– Одну минуточку! Возникли большие сложности... Поверхностные связи – это не ругательство? Речь о внешних связях?
– Не о внешних! Внешние для текста – те отношения, о которых мы уже говорили: семантические, прагматические... Связи с внешним миром, с действительностью! А в данном случае имеются в виду отношения в тексте. Но наиболее очевидные, те, которые отграничивают его от иного и потому доступны наблюдению в первую очередь.
– Значит, форма? Внешняя форма?
– Вы сказали это так, что у меня сразу возникла ассоциация, с которой я воюю со школьных времен: форма – сосуд, в который «наливается» содержание... Взгляд распространенный, но в высшей степени примитивно представляющий единство содержания и формы.

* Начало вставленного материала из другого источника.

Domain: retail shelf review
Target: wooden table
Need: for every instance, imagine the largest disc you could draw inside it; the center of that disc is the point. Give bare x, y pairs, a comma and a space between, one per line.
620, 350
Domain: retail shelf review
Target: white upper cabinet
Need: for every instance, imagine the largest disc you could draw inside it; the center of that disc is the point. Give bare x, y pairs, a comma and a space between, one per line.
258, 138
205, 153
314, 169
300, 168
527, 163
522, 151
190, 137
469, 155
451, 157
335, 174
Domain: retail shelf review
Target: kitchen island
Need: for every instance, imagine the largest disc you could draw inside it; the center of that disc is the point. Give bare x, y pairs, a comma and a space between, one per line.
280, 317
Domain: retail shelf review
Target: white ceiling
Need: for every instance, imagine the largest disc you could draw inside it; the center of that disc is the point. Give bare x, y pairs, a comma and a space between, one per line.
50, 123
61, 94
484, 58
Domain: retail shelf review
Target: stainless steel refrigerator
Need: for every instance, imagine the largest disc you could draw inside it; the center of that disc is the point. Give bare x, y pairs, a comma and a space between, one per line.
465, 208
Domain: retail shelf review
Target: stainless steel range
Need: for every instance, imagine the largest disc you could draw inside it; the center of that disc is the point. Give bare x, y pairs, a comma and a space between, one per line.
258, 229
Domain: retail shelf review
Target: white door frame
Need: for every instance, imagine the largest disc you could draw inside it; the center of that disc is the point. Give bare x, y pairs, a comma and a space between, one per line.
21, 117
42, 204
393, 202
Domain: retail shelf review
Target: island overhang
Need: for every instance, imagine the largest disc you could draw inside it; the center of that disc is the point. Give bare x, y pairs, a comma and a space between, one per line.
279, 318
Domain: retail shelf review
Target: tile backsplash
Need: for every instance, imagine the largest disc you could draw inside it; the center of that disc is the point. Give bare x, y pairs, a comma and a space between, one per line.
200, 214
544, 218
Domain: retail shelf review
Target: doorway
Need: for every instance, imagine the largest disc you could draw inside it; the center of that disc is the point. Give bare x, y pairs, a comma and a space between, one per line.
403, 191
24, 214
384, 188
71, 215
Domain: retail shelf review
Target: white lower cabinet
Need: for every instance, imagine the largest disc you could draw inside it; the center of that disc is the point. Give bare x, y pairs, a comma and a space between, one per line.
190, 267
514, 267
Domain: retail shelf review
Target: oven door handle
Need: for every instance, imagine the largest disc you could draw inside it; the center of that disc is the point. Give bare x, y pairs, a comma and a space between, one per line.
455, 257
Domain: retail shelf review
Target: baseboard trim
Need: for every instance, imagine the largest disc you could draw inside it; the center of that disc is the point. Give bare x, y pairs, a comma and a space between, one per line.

Знаете, как рассуждал по поводу этого единства академик Алексей Федорович Лосев?.. Он выдвинул тезис: выражение сущности, или форма, по своему бытию ничем от самой сущности не отличается и потому есть сама сущность. Противопоставил ему антитезис: выражение, или форма, сущности отлично от сущности, так как предполагает нечто иное, что есть кроме сущности. И вывел синтезис: выражение, или форма, сущности есть становящаяся в ином сущность; она – потенция и залог всяческого функционирования сущности; она – твердо очерченный лик сущности, в котором отождествлен логический смысл с его алогической явленностью и данностью...
– Глубоко!
– Еще как! Лосев был одним из самых ярких и самобытных мыслителей нашего века...
Так вот, поверхностные связи текста и есть способ становления сущности в ином. Не форма, но то, что образует форму, то, что предопределяет «твердо очерченный лик» становящейся в ином сущности.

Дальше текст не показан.